Ce soir direction le Théâtre National de Bruxelles pour applaudir Odezenne, trio bordelais indépendant, dont les compositions ponctuent notre vie depuis près de dix ans. À notre arrivée, le lieu semble comble. Il y règne l’ambiance joyeuse d’un samedi soir qui s’annonce fiévreux, et peut-être plus surprenant que nous n’osions le penser…

À peine les lumières se tamisent que déjà le public se masse, répondant à l’appel d’Alix. Les synthétiseurs et la batterie s’élèvent, comme s’ils étaient le prélude d’« Au Baccara ». Puis les premières notes du titre résonnent. Ses paroles et le rythme créé par la répétition successive des premières syllabes de chaque mot donnent au concert des airs de rassemblement mystique, de grande messe habitée par un esprit nerveux. Le public scande les textes, religieusement, commence à se mouvoir et applaudit avec force et cris. Ce n’est que le début, pourtant Bruxelles semble être avoir été pris par une passion fébrile. Odezenne ne s’est pas encore remis du concert de la veille, donné en région parisienne, mais l’énergie dégagée d’emblée par la foule a un effet enchanteur. « Caprice », « Géranium », « Hardcore » réjouissent l’audience qui semble bouillir de plus en plus jusqu’à « Bitch » qui marque l’explosion du pogo.

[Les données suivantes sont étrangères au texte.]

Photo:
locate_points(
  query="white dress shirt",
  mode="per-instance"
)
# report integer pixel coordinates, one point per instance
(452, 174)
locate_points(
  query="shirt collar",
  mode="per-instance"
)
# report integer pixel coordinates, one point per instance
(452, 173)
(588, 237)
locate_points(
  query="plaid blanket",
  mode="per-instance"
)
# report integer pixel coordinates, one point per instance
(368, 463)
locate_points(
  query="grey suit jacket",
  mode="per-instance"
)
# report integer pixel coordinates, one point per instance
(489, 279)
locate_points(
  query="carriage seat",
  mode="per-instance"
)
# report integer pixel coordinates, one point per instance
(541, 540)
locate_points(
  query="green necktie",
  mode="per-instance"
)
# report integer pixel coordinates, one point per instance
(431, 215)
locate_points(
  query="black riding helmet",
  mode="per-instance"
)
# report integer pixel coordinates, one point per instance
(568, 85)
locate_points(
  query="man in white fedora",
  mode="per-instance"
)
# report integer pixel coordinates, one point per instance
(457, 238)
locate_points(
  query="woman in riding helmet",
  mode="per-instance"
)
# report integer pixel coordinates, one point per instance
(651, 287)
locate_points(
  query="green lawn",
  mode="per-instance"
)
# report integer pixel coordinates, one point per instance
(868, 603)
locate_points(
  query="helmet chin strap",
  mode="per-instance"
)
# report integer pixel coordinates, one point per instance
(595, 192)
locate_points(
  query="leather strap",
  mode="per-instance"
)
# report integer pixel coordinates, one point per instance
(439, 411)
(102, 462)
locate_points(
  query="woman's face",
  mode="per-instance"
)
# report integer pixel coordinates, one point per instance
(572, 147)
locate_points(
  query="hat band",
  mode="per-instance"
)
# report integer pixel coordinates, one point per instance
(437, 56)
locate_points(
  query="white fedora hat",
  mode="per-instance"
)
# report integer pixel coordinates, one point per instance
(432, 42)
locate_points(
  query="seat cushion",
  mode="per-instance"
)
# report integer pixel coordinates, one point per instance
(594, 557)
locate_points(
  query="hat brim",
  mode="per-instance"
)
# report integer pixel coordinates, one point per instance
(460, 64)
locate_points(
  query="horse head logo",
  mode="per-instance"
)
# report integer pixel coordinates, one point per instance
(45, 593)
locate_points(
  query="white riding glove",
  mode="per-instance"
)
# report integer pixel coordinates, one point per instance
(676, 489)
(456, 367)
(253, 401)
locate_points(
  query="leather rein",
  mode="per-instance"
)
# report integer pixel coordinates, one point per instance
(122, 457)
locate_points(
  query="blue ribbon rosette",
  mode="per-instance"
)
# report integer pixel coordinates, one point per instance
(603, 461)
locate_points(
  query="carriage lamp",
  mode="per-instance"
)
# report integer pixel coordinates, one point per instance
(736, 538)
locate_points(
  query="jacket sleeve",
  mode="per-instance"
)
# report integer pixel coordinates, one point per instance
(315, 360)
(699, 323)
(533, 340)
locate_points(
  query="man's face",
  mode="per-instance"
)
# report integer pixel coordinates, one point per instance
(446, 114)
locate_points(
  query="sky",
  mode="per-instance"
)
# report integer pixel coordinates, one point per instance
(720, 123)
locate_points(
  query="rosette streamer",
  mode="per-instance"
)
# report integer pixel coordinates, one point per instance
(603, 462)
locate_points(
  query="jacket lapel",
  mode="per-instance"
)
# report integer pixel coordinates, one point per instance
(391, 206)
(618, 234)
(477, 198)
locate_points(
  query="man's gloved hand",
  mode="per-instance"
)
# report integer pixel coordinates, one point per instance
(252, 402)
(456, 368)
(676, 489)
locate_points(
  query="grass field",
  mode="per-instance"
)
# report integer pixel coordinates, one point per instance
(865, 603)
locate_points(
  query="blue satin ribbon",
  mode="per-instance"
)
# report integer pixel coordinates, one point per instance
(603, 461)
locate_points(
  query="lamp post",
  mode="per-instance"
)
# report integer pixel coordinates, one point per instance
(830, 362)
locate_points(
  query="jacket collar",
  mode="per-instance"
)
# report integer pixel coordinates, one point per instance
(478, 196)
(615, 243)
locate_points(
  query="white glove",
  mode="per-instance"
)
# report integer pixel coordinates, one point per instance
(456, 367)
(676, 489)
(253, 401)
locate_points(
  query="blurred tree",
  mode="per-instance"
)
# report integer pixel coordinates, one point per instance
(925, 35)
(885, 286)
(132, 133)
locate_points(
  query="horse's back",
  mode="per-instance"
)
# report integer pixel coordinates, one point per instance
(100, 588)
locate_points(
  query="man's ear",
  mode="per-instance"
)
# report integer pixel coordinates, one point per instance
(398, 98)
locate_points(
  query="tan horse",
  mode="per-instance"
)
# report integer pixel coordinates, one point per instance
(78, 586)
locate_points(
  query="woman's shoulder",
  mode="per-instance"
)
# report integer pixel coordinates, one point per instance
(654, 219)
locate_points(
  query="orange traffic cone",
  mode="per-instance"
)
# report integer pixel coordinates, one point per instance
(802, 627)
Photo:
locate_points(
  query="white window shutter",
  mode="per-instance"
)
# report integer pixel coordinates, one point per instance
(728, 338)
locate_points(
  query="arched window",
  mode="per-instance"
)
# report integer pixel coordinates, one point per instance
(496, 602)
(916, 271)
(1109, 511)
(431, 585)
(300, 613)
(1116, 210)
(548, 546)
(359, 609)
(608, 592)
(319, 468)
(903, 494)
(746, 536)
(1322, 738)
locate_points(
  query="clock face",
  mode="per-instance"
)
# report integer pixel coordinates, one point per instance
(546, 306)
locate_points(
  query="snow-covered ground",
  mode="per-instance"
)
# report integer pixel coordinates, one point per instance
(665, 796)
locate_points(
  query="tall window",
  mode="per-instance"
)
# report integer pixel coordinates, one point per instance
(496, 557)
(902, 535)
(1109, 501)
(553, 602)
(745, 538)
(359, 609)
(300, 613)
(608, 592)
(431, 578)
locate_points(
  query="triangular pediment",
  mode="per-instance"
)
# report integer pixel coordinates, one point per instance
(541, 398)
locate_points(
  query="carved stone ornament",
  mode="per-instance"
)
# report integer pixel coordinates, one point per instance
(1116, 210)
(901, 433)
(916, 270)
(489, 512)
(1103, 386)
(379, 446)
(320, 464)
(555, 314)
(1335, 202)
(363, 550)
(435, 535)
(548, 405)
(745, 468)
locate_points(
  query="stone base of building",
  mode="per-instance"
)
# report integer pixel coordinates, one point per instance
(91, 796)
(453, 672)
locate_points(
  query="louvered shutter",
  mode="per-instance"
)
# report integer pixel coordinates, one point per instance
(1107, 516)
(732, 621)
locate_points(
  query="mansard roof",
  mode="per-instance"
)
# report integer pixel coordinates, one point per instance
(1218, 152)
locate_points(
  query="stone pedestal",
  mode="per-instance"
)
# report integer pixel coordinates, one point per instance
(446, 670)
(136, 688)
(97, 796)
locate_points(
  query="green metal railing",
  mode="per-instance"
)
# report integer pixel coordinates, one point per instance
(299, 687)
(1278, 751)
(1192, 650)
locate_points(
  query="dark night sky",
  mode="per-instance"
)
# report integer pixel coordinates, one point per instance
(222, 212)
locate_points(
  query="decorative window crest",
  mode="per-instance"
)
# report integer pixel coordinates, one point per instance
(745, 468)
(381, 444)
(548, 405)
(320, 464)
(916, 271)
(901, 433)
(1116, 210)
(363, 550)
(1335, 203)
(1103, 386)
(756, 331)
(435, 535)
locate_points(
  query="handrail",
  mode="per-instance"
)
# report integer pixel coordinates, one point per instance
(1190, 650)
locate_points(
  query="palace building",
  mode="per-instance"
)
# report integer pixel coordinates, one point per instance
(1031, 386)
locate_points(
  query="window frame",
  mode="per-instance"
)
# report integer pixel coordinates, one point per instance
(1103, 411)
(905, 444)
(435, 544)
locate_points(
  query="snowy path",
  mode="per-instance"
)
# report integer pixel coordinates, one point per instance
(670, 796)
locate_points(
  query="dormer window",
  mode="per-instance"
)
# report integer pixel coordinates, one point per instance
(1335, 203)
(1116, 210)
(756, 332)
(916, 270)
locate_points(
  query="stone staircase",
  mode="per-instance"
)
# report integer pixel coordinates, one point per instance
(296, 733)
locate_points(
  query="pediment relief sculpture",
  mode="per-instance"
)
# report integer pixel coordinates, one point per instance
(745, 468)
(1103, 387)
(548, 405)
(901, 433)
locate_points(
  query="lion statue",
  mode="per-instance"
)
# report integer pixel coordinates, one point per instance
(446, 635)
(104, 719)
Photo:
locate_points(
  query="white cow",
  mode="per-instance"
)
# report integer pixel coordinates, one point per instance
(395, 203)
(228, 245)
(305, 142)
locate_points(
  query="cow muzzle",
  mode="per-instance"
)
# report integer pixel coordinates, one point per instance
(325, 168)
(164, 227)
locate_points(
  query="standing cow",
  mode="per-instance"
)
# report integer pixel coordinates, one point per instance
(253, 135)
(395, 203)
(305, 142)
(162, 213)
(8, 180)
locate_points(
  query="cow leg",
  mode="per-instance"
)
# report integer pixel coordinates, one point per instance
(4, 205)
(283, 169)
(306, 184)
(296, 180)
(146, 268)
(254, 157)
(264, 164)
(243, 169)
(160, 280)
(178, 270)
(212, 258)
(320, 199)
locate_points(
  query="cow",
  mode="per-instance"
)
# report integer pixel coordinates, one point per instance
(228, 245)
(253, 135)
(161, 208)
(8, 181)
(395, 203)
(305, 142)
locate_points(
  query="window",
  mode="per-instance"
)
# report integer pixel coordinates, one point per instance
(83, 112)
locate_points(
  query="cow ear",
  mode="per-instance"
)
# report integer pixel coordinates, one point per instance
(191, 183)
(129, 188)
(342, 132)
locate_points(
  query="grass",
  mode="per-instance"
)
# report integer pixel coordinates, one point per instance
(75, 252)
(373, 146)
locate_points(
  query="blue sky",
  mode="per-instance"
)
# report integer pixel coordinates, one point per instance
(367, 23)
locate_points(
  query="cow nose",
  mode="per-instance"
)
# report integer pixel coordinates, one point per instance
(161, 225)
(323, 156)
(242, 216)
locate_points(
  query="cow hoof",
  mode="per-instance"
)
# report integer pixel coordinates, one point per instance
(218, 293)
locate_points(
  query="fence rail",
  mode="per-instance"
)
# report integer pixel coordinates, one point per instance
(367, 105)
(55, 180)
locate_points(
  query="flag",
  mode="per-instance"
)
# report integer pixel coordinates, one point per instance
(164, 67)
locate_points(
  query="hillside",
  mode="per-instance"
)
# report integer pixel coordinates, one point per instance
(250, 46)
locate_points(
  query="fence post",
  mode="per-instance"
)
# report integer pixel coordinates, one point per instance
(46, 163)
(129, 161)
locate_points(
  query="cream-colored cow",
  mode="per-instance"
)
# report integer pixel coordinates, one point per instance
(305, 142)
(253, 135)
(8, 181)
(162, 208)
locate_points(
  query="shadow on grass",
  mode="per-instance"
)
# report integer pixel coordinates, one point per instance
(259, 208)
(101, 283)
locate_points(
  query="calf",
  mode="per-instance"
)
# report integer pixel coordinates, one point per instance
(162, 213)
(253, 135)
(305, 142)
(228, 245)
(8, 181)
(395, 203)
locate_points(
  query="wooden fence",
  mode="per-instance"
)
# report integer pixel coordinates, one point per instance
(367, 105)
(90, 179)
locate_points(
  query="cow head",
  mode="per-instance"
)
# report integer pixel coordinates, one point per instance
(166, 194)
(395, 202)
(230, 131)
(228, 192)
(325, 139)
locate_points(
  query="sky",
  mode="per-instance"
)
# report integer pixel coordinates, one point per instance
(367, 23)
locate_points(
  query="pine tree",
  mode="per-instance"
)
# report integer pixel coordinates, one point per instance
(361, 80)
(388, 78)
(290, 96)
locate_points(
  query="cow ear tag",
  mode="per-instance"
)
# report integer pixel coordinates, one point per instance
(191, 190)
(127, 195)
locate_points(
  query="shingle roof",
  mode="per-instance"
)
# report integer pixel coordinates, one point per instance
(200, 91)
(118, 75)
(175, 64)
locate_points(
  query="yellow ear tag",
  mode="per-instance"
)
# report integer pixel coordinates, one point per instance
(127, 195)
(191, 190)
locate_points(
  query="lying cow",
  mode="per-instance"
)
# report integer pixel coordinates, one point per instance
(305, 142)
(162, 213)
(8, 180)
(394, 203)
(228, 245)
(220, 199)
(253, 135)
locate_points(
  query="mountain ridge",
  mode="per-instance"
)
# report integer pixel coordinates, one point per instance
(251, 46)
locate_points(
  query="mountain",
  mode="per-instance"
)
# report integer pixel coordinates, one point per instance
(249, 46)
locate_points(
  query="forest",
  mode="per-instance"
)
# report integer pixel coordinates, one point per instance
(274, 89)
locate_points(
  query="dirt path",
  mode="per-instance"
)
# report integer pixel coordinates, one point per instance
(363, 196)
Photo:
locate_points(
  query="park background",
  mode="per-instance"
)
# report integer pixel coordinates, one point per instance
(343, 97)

Nous ne saurions nous détacher du champ lexical de la religion et du mysticisme tant la ferveur qui règne dans la salle est semblable à celle d’un prêche survolté. On y retrouve l’amour, la bienveillance, l’écoute, la beauté, la colère. Mais ici aucun Dieu n’est invoqué, au plus le destin est interpelé et jamais pour être salué ni imploré. La fièvre est latente.
Quand les mélodies se font plus feutrées : ce sont les mots qui sortent les dents, comme de petits poignards. Les punchlines résonnent jusque dans les silences qui les suivent. L’alchimie entre Jaco et Alix est tacite et douce, chacun écoute l’autre et ses émotions. Les corps se délassent, tanguent sensuellement sur « San Pellegrino », s’entrechoquent sur « Bouche à lèvres », bondissent sur « Souffle le vent ».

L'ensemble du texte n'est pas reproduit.